Die Schablone muss daher um ein entsprechendes Maß
größer sein als die eigentlich benötigte
Bohrung. Zunächst ist daher ein wenig Rechenarbeit
angesagt. Zum Einsatz kommen sollte ein 6 mm-Frässtift. Die
Kopierführung hat einen Außendurchmesser von 12 mm.
Der Abstand von der Schablone zur Fräsung beträgt
also 3 mm - bei einem runden Loch auf jeder Seite; das macht
dann insgesamt wieder 6 mm, die die Schablone größer
sein muss als die eigentlich benötigte Bohrung. - Weil mit der
Schablone eine Schablone in Seitenwandgröße mit
Schablonenlöchern für alle Lagerbohrungen angefertigt
werden soll, wird zunächst eine kleinere Schablone
für die Anfertigung dieser großen Schablone
benötigt - diese kleine Schablone muss dann noch einmal eine
um 6 mm größere Bohrung haben. Also: 27,5 mm
zuzüglich 2 x 6 mm = 39,5 mm - so groß muss das Loch
in der ersten Schablone sein. Mit einem Zeichenprogramm kann man
über den PC einen Kreis dieser Größe
maßgenau auf ein Blatt Papier drucken, auf ein passendes
Stück Brett (die künftige Schablone) kleben und dann
aussägen und ggf. nachschleifen. Anschließend kann
getestet werden, ob die Lager in den so hergestellten Löchern
wackelfrei und stramm sitzen. Die folgende Bildserie zeigt noch einmal
die
einzelnen Schritte:
::: Die große Schablone
Im nächsten Schritt soll mit Hilfe der so erstellten Schablone
eine Schablone in Seitenwandgröße mit
Löchern für
alle acht Lagerfräsungen gefertigt werden. Hinweis: Die
folgenden Bilder zeigen den Umbau der Schablone vom Projekt no 2
für Leonhart-Lager und noch nicht die Schablone für
das aktuelle dritte Projekt; der
Lagerbohrungsabstand beträgt daher nur 14,75 cm! -
Wie erreicht man bei der Positionierung der Löcher ein hohes Maß an
Präzision? Die Idee war, auch hier wieder auf die
Möglichkeiten moderner PC-Technik zurückzugreifen.

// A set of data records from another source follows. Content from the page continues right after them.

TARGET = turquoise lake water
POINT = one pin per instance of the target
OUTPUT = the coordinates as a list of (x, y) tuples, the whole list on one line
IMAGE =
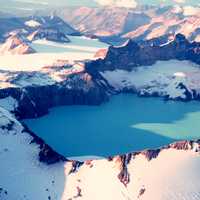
[(126, 123)]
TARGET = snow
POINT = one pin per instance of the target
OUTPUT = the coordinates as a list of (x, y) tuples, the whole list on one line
[(164, 78), (159, 179), (67, 46), (22, 175), (36, 61), (32, 23), (9, 103)]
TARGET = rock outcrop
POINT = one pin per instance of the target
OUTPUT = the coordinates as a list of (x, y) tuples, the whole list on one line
[(49, 34), (15, 45)]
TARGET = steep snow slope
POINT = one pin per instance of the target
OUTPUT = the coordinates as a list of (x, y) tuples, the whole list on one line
[(165, 78), (22, 176), (15, 45), (170, 175)]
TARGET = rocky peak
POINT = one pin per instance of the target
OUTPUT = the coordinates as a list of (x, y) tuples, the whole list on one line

Schon mit einem einfachen Zeichenprogramm wie dem bei OpenOffice.org
enthaltenen Modul "Draw" ist es möglich, sehr
maßgenaue geometrische Figuren zu Papier zu bringen. Gesagt -
getan. Mit ein wenig Tüftelei entstanden DIN A-3
große Ausdrucke, die jeweils 3 Lagerbohrungen mit den exakt
richtigen Abständen zueinander zum Inhalt hatten. Eine weitere
Linie gab außerdem den Abstand der Bohrungen von der oberen Kante vor. Diese Papierstreifen waren
nun nur noch auf das Brett der Schablone aufzukleben. Doch hier steckte
der Teufel im Detail - auch Papier arbeitet! Stimmten die
Abstände der Lagerbohrungen mit 14,75 cm anfangs
noch genau, dehnte sich bei feuchter Umgebungsluft das Papier und der
Abstand vergrößerte sich auf 14,8 cm. Zum Trocknen
in die Sonne gelegt, schrumpfte der Abstand auf 14,7 cm, um im
kühl-feuchteren Keller sofort wieder auf 14,8 cm zu wachsen.

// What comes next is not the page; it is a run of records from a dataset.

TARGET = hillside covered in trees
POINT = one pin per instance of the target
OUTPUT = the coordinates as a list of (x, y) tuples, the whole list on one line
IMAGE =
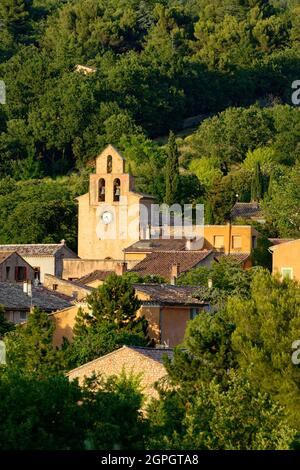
[(156, 63)]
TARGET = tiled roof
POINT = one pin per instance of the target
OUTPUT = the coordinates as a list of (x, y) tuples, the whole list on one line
[(168, 294), (246, 210), (280, 241), (156, 354), (290, 244), (161, 262), (148, 246), (4, 255), (97, 275), (241, 257), (12, 297), (45, 249)]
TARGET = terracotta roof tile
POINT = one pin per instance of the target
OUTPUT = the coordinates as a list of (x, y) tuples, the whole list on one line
[(4, 255), (97, 275), (169, 294), (246, 210), (161, 262), (242, 257), (280, 241), (149, 246), (12, 297)]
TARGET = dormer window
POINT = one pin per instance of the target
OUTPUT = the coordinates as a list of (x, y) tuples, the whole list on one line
[(109, 164), (117, 190), (101, 190)]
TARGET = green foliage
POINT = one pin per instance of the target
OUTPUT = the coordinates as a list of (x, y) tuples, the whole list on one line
[(263, 339), (172, 172), (282, 203), (55, 414), (45, 209), (29, 348), (5, 326), (112, 322), (257, 184), (261, 256)]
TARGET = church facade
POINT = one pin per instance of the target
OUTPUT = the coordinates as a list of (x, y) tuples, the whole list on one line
[(112, 215)]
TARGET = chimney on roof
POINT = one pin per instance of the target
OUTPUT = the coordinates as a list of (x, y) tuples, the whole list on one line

Was tun? Die Bildfolge unten zeigt die Lösung: immer wieder
mit dem Geo-Dreieck nachmessen und das Papier leicht wellig so
aufkleben, dass die Maße stimmen. Der Weg führt
trotz dieser unerwarteten Schwierigkeiten zur präzisesten
Schablone, die ich bisher angefertigt habe. Die folgende Bildserie
zeigt die weiteren Arbeitsschritte mit der Befestigung der
Hilfsschablone
mit zwei Schrauben über jeder benötigten Lagerbohrung
und das Ergebnis.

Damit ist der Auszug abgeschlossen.